Wasim Kha, PCB’s new managing director, has made it clear in several interviews that he is keen for international cricket to return to Pakistan as soon as possible, reports Sydney Morning Herald.
Australia last toured Pakistan for three Tests and three one-day internationals under captain Mark Taylor in 1998. There has been little international cricket in the country since 2009 due to security fears.
However, with Australia due to play five one-day internationals against Pakistan in its surrogate home of the United Arab Emirates in March ahead of the World Cup, the PCB has again reached out.
Where CA has typically – and immediately – ruled out any approach to return to Pakistan, the governing body on Saturday was not as conclusive in an updated position.
“We are in ongoing discussions with the PCB about the one-day tour in March next year,” a CA spokesman said.
We recognise the PCB and the Pakistan government are taking every step to improve the security for touring cricket teams and we’ll continue discussions with the PCB, with the safety and security of Australian players and support staff is our number one priority,” the spokesman added.
Pakistan’s plan would be to host the opening two matches against Aaron Finch’s side, with the remaining three in the UAE.
Pakistan cricket has suffered as a result of having to stage home matches in the UAE, with attendances, as reinforced during the two-Test series against Australia in October, almost non-existent. However, there has been a softening from other countries.

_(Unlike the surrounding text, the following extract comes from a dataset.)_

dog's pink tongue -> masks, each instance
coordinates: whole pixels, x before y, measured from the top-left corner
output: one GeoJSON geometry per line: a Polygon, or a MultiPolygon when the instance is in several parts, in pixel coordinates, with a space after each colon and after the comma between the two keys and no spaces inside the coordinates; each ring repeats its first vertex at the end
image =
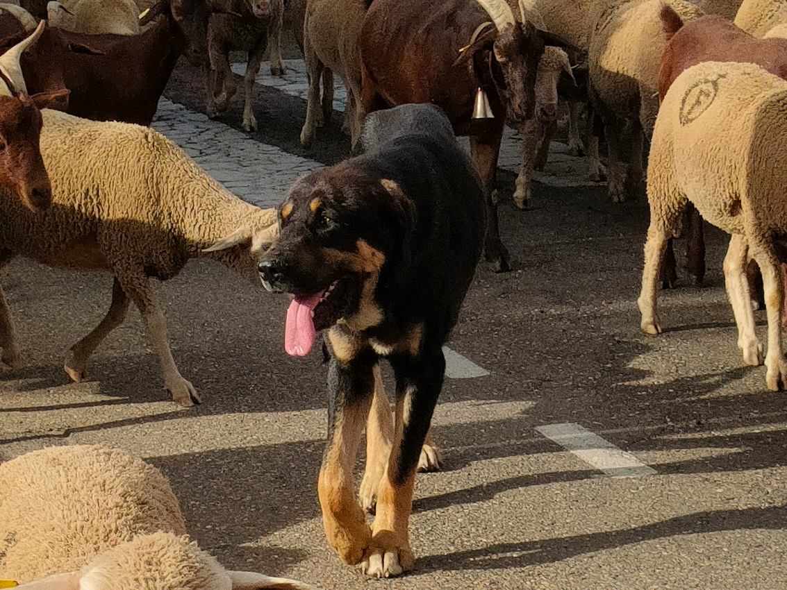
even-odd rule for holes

Sri Lanka returned for a one-off Twenty20 in 2017, eight years after gunmen attacked a bus carrying its cricketers, injuring six players and killing six security personnel.
The West Indies played a three-match T20 series in Karachi in April this year, while Australian Test captain Tim Paine, Ben Cutting and George Bailey were part of a World XI that played a three-match T20 series there in 2017.
“Terrorist attacks can occur anywhere and at any time in Pakistan. Places frequented by foreigners are at particularly high threat of attack,” it said.
The Australians toured a potentially volatile Bangladesh last year and were given presidential-style security.
In an interview with London’s Daily Telegraph, Khan said Pakistan would provide any touring nation with “military-style security”.
“I appreciate countries have a lot of security issues but, with military-style security on offer, I am keen to understand where the gaps are so we can address them.
“It is interesting for me to get to the bottom of those things and see what I can influence and the conversations I need to have with other countries so we can understand what we need to do to ensure they can come back to Pakistan.”